The reset values for all the PCF lines are high and hence on
shutdown we should drive all the lines high in order to
bring it to the reset state.
This is actually required since PCF doesn't have a reset
line and even after warm reset (by invoking "reboot" in
prompt) the PCF lines maintains it's previous programmed
state. This becomes a problem if the boards are designed to
work with the default initial state.
DRA7XX_evm uses PCF8575 and one of the PCF output lines
feeds to MMC/SD VDD and this line should be driven high in order
for the MMC/SD to be detected. This line is modelled as
regulator and the hsmmc driver takes care of enabling and
disabling it. In the case of 'reboot', during shutdown path
as part of it's cleanup process the hsmmc driver disables
this regulator.
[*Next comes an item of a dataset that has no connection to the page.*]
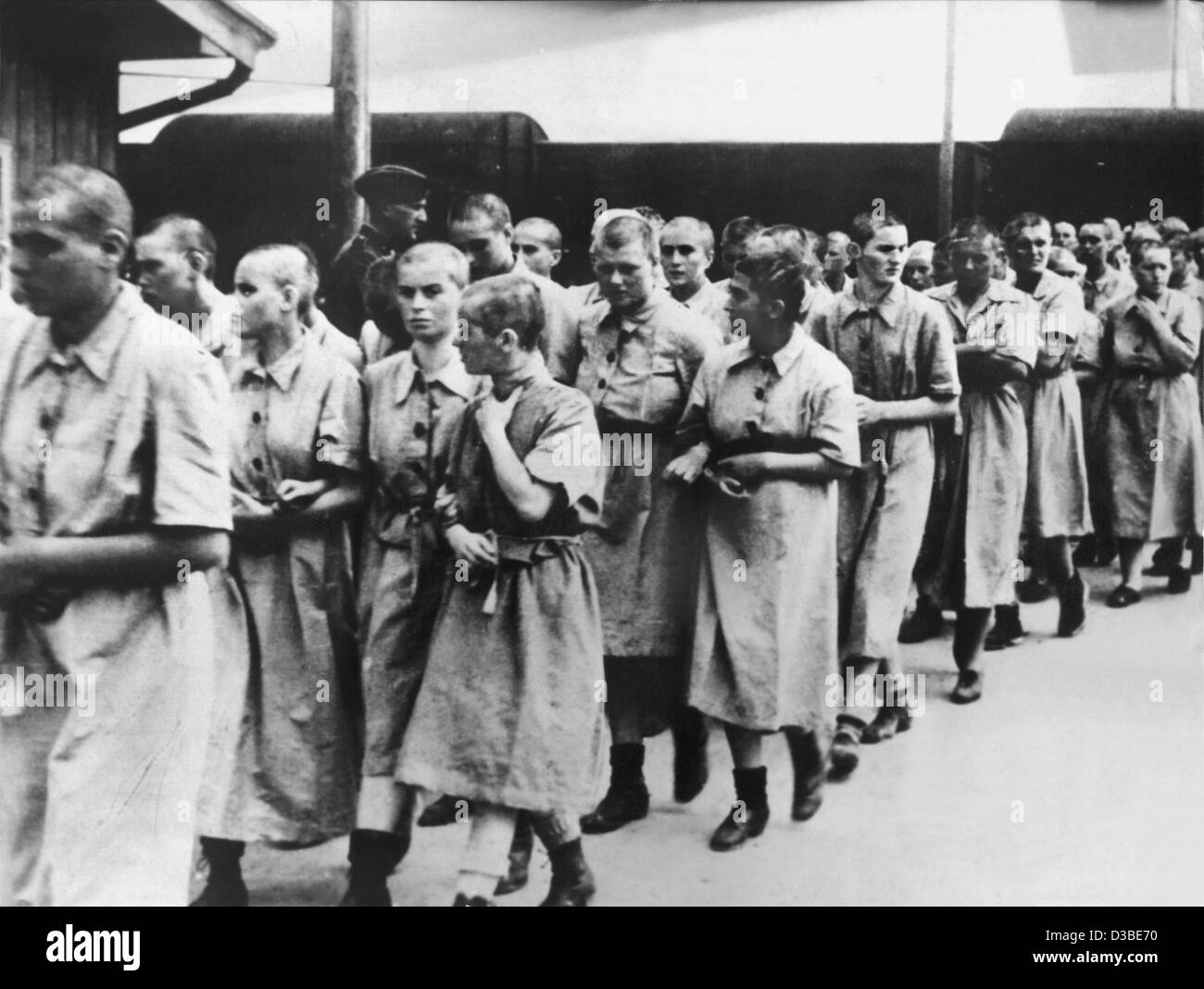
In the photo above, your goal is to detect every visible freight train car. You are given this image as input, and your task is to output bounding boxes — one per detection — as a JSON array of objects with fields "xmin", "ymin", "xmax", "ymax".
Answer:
[{"xmin": 118, "ymin": 109, "xmax": 1204, "ymax": 285}]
This makes MMC *boot* not functional.
Fix it by driving all the pcf lines high.
This patch was sent long back
(https://patchwork.ozlabs.org/patch/420382/)
But there was a concern that contention might occur if the
PCF shutdown handler is invoked before the shutdown handler
of the PCF's consumers. In that case PCF shutdown handler can't
drive all the pcf lines high without knowing if the PCF
consumers are still active.
However commit
52cdbdd4985 ("driver core: correct device's
shutdown order") will make sure shutdown handler of PCF's
consumers are invoked before invoking the shutdown
handler of PCF. So it should be safe to merge this now.